A 80ª sessão da Assembleia Geral das Nações Unidas acontece num mundo cada vez mais tenso em decorrência de guerras, de conflitos econômicos de alta complexidade e do avanço da IA (inteligência artificial).

Foi nesse cenário, em que líderes discutiam guerras, biotecnologia, novas fronteiras do conhecimento e os desafios para a humanidade no tempo da revolução digital, que o presidente Luiz Inácio Lula da Silva decidiu apresentar como grande conquista brasileira a saída do país do Mapa da Fome da FAO (Organização das Nações Unidas para a Alimentação e Agricultura).

Segundo o relatório SOFI (The State of Food Security and Nutrition in the World) 2025, o Brasil caiu abaixo de 2,5% na prevalência média de subalimentação no triênio 2022-2024 e, com isso, saiu do mapa da fome. Lula celebrou com orgulho. Mas o dado precisa ser relativizado.

Mesmo com a saída, ainda há cerca de 5 milhões de brasileiros em fome crônica. E no triênio anterior, o índice de insegurança alimentar grave atingia 3,4% da população. O fato de ser a segunda vez em uma década que o Brasil sai do mapa mostra que o país sequer conseguiu consolidar pequenos avanços.
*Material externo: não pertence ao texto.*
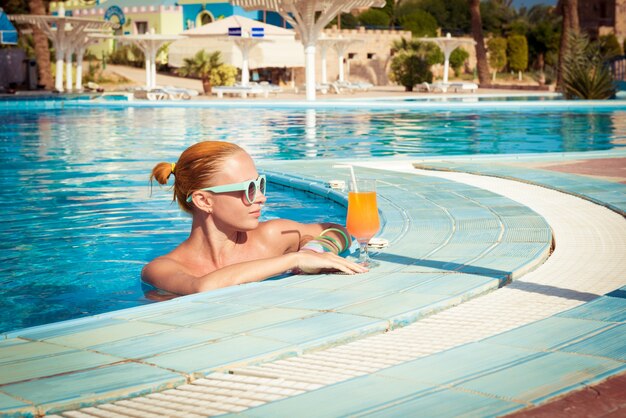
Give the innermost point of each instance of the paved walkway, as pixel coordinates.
(465, 358)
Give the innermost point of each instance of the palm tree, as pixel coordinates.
(201, 65)
(477, 33)
(571, 26)
(42, 51)
(585, 75)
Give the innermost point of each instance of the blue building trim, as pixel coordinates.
(223, 10)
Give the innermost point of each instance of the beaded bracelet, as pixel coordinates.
(343, 234)
(314, 246)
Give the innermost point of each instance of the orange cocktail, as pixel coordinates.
(362, 221)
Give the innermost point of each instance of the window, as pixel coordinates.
(203, 18)
(141, 27)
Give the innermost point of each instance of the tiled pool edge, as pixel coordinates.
(313, 187)
(539, 177)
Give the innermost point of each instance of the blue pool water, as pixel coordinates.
(78, 220)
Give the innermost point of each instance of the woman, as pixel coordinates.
(218, 184)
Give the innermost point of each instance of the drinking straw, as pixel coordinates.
(351, 174)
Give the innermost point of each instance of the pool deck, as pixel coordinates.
(472, 311)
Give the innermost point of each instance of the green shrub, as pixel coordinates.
(374, 17)
(411, 63)
(609, 46)
(517, 53)
(348, 21)
(130, 55)
(497, 54)
(409, 69)
(585, 74)
(420, 23)
(223, 75)
(457, 59)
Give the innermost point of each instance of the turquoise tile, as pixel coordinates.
(64, 328)
(14, 349)
(273, 296)
(65, 362)
(401, 308)
(447, 403)
(11, 407)
(149, 345)
(326, 301)
(458, 364)
(350, 398)
(207, 357)
(195, 313)
(255, 320)
(457, 283)
(605, 308)
(395, 282)
(322, 330)
(543, 377)
(75, 390)
(106, 334)
(548, 334)
(610, 343)
(330, 282)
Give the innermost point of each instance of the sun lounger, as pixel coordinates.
(444, 87)
(242, 91)
(464, 86)
(352, 87)
(164, 93)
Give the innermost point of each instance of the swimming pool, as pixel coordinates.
(79, 221)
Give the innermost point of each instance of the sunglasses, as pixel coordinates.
(250, 188)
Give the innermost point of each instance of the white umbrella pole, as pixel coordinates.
(324, 74)
(68, 69)
(245, 71)
(309, 60)
(79, 69)
(148, 72)
(446, 65)
(340, 62)
(58, 81)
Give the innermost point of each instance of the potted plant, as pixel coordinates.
(201, 66)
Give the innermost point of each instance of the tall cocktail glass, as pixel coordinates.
(362, 221)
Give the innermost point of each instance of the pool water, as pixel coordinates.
(79, 220)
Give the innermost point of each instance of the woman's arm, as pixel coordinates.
(293, 235)
(170, 275)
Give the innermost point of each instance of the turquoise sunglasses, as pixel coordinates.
(250, 188)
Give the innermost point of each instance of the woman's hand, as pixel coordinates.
(310, 262)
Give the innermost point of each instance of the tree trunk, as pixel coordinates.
(42, 51)
(481, 53)
(541, 63)
(571, 24)
(206, 86)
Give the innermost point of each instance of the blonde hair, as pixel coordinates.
(194, 169)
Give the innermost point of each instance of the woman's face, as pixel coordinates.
(232, 210)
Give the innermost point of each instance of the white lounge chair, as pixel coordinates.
(242, 91)
(352, 87)
(444, 87)
(464, 86)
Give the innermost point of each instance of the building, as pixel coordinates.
(603, 17)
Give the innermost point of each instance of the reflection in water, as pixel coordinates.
(310, 137)
(80, 220)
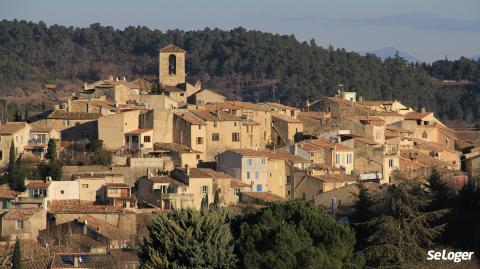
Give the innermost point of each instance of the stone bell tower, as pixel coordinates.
(171, 65)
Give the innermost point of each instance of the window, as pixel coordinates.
(235, 137)
(205, 189)
(349, 158)
(172, 64)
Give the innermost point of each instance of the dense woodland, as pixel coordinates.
(238, 62)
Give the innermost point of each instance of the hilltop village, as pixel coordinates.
(130, 149)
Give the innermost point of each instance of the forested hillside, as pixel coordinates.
(233, 61)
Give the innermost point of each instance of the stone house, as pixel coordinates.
(164, 192)
(16, 132)
(262, 170)
(181, 155)
(72, 125)
(25, 223)
(112, 129)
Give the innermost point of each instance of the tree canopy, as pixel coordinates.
(189, 239)
(294, 234)
(35, 52)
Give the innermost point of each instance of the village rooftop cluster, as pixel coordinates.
(189, 146)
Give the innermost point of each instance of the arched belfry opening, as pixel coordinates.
(172, 64)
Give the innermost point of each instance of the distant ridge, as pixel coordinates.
(386, 52)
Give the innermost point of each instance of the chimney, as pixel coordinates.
(75, 261)
(187, 169)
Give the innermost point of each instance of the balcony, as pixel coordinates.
(391, 150)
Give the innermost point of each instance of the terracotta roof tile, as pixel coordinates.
(83, 207)
(8, 194)
(334, 178)
(171, 48)
(66, 115)
(12, 127)
(264, 196)
(191, 118)
(173, 147)
(37, 184)
(21, 213)
(275, 155)
(285, 118)
(139, 131)
(416, 115)
(165, 180)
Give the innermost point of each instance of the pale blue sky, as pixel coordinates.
(427, 29)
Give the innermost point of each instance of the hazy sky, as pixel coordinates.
(427, 29)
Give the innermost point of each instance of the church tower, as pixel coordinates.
(171, 65)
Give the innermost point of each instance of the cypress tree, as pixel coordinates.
(17, 256)
(216, 199)
(189, 239)
(441, 194)
(52, 150)
(404, 230)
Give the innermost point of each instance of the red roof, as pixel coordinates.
(171, 48)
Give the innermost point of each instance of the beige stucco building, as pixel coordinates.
(16, 132)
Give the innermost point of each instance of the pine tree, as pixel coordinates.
(362, 213)
(18, 116)
(216, 199)
(441, 194)
(402, 233)
(205, 204)
(52, 150)
(26, 115)
(12, 161)
(17, 256)
(189, 239)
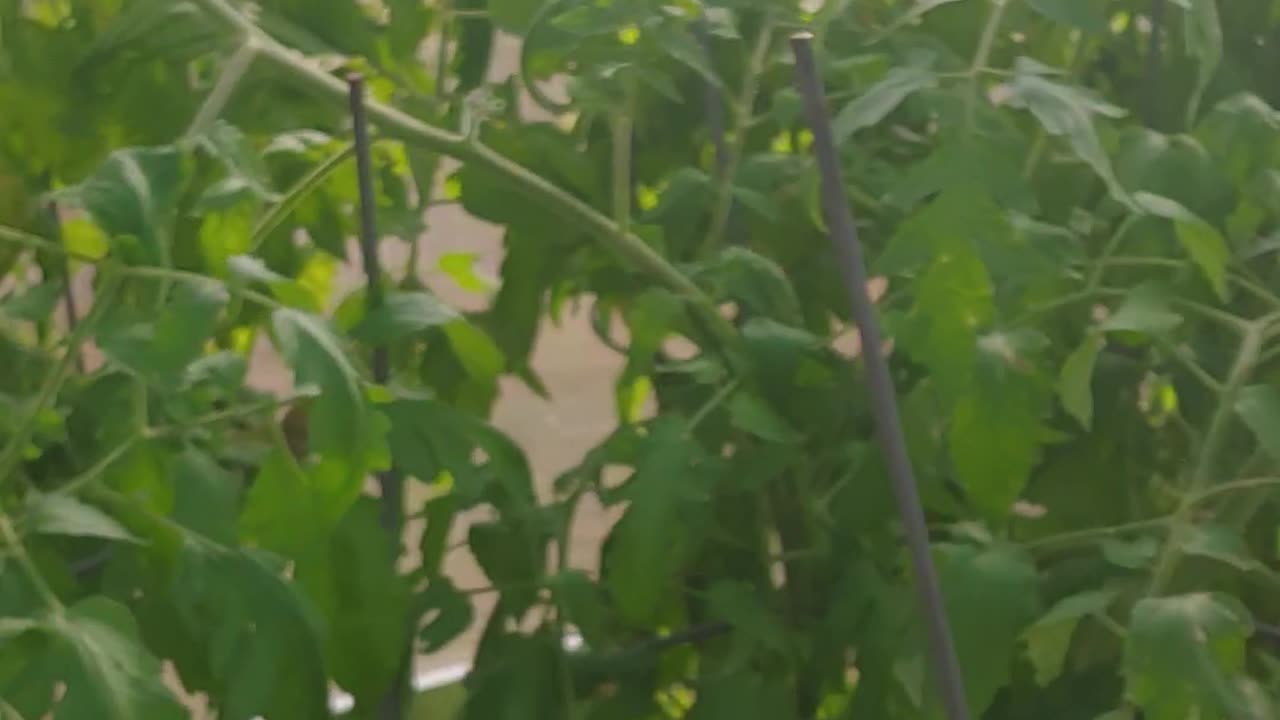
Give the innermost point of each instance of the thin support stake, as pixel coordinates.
(844, 236)
(389, 481)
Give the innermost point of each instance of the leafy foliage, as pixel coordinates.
(1073, 208)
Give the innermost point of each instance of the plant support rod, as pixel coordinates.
(389, 481)
(844, 237)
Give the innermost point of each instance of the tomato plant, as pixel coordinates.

Mais grave: essa conquista não resulta de aumento de produtividade, inovação ou crescimento sustentado. É, principalmente, fruto de programas de transferência de renda. Políticas necessárias, mas incapazes de oferecer um caminho duradouro para superar a miséria.

Em termos internacionais, o Brasil se encontra no grupo de países que apenas oscilam entre estar ou não no mapa da fome. Está fora do grupo que realmente importa em tempos de IA: as nações que lideram a transformação tecnológica global — Estados Unidos, Alemanha, Japão, Coreia do Sul, Israel, China.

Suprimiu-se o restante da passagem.